Address Substance Use Through the Power of Prevention

Address Substance Use Through the Power of Prevention

November 28, 2023

Substance use disorders occur when alcohol or drug use significantly impairs an individual’s mental and physical health. Left untreated, a substance use disorder can negatively affect a person’s ability to function at home and at work.

And odds are substance use disorders are affecting employees in your organization. 

The Substance Abuse and Mental Health Services Administration estimates more than 46 million Americans meet the clinical criteria for substance use disorder. But 94% do not receive treatment.

Unfortunately, these numbers are expected to rise. The Centers for Disease Control and Prevention (CDC) reports significant increases in people starting or increasing substance use over the past three years.

Programs treating substance use disorders provide valuable resources for employees and employers. However, preventive measures are often lacking, according to the industry news resource BenefitsPRO. 

Addressing underlying issues before substance use turns into a disorder can lead to better health outcomes and plan savings.

Preventive strategies

Incorporate the following preventive strategies into your wellness programming and workplace culture. 

Craft a policy. A written policy on substance use issues should set a tone of open communication. Detail when, where and how employees can report substance use challenges. When usage impacts job performance or endangers others, be clear about the consequences. However, emphasize that employees will not face punishment or discrimination for acknowledging struggles with alcohol or drug use. The goal is to encourage employees to seek resources before substance use becomes a disorder. Highlight your policy during onboarding and reinforce the message with frequent, consistent communications.

Reduce the stigma. One of the most significant barriers to preventive care for substance use is the fear of being shamed or treated differently. As you raise awareness of the health risks of drug use and excessive alcohol consumption, normalize using resources at any stage of life. Extend your reach by getting the word out to employees’ dependents. A family member’s struggle with drugs or alcohol can be as difficult as an employee’s own challenge. Find health and wellness professionals and members of your organization willing to share their stories. Testimonials about recovery are powerful and create a safe space to discuss substance use at work.

Take a holistic approach. Different aspects of health are interconnected. For example, a financial or mental health challenge can increase the risk of substance use. Holistic health programs incorporating physical, mental and financial health can reduce substance use disorders. Examples of holistic strategies are increasing the accessibility and affordability of mental health benefits and including substance use resources in various benefit offerings. These may include an employee assistance program, mental health apps, financial education classes and online fitness tools. Connecting the dots between substance use and mental, behavioral and physical health will support your prevention efforts.

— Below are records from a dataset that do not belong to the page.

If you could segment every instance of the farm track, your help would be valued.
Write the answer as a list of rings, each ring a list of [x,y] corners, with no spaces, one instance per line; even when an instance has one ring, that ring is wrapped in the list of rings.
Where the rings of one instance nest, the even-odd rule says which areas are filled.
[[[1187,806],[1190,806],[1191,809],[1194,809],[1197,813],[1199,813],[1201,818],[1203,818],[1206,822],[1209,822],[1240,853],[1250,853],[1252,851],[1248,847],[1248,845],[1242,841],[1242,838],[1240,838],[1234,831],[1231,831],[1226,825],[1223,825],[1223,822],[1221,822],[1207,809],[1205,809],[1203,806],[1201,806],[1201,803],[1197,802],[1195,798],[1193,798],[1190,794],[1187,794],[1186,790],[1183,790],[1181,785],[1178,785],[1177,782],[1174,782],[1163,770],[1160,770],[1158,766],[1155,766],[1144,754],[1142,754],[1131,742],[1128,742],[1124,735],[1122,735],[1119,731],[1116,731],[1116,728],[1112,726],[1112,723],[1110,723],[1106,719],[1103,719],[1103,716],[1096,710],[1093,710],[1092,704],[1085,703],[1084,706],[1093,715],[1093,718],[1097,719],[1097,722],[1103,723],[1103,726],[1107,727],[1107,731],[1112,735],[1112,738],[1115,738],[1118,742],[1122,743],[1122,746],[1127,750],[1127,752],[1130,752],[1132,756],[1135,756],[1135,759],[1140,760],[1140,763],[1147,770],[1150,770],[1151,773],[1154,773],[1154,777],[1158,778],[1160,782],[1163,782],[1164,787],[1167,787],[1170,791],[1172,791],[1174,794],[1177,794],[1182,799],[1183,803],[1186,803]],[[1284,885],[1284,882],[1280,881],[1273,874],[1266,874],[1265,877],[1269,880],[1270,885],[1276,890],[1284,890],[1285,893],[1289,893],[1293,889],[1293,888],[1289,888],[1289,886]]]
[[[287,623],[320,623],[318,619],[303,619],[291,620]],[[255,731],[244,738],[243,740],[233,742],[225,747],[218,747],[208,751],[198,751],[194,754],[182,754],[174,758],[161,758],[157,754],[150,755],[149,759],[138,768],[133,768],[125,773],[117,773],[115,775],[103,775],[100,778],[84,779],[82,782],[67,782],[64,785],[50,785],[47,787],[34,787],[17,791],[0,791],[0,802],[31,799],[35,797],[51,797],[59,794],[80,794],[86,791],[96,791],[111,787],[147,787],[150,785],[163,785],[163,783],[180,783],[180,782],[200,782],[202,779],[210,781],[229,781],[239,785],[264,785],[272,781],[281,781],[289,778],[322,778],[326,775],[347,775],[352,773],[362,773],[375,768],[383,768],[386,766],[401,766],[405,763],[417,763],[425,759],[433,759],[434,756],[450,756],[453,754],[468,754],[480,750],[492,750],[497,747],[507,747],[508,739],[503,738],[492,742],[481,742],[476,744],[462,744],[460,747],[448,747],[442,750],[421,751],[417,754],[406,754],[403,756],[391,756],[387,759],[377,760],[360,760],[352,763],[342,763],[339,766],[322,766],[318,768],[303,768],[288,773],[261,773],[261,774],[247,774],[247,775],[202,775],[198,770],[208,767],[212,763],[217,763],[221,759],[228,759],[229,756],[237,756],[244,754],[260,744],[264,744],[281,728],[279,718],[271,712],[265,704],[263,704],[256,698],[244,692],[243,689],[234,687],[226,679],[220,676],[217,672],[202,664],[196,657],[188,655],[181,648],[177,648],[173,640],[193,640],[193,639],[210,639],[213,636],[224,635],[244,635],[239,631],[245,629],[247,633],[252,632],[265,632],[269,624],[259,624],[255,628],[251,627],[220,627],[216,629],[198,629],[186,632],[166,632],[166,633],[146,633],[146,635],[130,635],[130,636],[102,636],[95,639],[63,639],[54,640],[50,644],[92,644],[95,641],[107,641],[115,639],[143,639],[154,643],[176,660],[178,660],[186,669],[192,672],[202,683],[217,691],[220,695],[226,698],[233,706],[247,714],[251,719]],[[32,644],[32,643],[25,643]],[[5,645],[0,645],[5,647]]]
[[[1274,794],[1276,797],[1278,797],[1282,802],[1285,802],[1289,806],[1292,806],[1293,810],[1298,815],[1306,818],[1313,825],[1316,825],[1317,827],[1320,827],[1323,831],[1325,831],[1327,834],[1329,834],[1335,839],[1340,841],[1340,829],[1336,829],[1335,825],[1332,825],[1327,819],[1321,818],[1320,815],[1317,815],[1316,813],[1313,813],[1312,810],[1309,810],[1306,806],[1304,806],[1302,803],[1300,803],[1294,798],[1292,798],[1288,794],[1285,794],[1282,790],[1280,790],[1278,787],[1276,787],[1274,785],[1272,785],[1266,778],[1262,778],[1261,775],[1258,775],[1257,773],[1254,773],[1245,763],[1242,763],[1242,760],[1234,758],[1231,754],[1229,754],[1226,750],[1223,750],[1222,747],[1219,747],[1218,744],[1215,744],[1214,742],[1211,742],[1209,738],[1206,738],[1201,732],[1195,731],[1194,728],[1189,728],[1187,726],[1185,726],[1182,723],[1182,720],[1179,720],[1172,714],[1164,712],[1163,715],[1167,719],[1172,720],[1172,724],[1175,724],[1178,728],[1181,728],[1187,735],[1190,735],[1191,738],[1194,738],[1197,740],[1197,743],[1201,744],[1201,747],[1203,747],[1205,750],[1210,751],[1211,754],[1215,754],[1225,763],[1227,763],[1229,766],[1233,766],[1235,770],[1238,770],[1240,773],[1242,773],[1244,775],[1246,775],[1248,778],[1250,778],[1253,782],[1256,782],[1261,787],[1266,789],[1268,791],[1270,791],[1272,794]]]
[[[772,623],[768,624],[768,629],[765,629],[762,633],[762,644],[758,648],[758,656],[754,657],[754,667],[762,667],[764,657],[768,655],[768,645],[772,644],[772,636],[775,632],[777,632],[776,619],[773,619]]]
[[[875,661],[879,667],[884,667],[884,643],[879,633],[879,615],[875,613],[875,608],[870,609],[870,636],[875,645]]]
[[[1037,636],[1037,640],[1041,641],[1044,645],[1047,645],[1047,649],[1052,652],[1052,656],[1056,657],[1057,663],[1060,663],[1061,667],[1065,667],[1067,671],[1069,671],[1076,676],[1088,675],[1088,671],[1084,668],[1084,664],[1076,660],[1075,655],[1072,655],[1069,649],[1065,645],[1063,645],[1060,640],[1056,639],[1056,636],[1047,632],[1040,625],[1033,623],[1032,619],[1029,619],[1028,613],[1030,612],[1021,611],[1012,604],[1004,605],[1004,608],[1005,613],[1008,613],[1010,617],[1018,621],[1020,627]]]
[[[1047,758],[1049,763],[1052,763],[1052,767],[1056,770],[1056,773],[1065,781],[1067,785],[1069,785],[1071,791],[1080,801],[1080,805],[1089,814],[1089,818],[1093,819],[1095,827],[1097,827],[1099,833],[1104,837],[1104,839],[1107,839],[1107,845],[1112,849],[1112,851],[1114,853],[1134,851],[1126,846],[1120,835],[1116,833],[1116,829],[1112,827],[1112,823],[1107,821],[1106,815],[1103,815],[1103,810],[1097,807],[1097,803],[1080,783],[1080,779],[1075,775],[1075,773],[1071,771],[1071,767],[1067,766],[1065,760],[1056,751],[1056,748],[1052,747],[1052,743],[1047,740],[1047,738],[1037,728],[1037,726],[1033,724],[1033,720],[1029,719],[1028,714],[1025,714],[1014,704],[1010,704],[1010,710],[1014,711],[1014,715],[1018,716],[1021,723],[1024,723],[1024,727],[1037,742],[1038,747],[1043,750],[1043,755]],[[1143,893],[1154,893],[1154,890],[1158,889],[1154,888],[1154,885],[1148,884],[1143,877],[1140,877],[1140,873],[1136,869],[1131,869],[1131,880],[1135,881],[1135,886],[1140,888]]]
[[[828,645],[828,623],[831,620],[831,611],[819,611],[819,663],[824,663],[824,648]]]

Connect with a substance use treatment provider. Establishing a relationship with a local provider can connect employees to substance use resources before issues become more serious. Providers may be able to offer virtual and in-person education. Topics could include how substance use disorders develop, warning signs, peer pressure, and societal and genetic risk factors. Creating this partnership proactively can increase awareness and access to resources.

Include substance use in your diversity, equity and inclusion efforts. Support networks, mentorships and employee resource groups are common among caregivers and underrepresented gender and racial demographics in the workplace. Doing the same for people concerned about substance use is another way to reach employees at a critical point in their lives. In addition, use inclusive language and support sobriety. If your organization communicates about “dry January,” in which people give up alcohol for the first month of the new year, make it sincere rather than humorous. Talk about the risks related to drugs and alcohol all year. And decrease the focus on alcohol at after-work events and team-bonding activities. Instead, communicate the value of collaborating and strengthening work relationships.

The impact on your workplace

Preventing substance use from becoming a disorder can have an outsized impact on employee health and plan finances. 

Substance use disorders cost employers and health plans an estimated $35 billion a year, according to research from the CDC. And the actual amount is likely much higher because the CDC data doesn’t include absenteeism, presenteeism or turnover.

These figures don’t account for unreported substance use either. The CDC numbers are based on 1% of employer-sponsored health plan members having a substance use disorder. However, 11% of employees self-reported this issue.

A MetLife survey reinforces the cultural importance of providing benefits to help employees care for their health. When employees feel employers care for them, they are: 

  • 92% more engaged
  • 65% more loyal
  • 56% more productive

For more information

Addressing substance use issues early on can save health plan dollars and produce better health outcomes in the long term.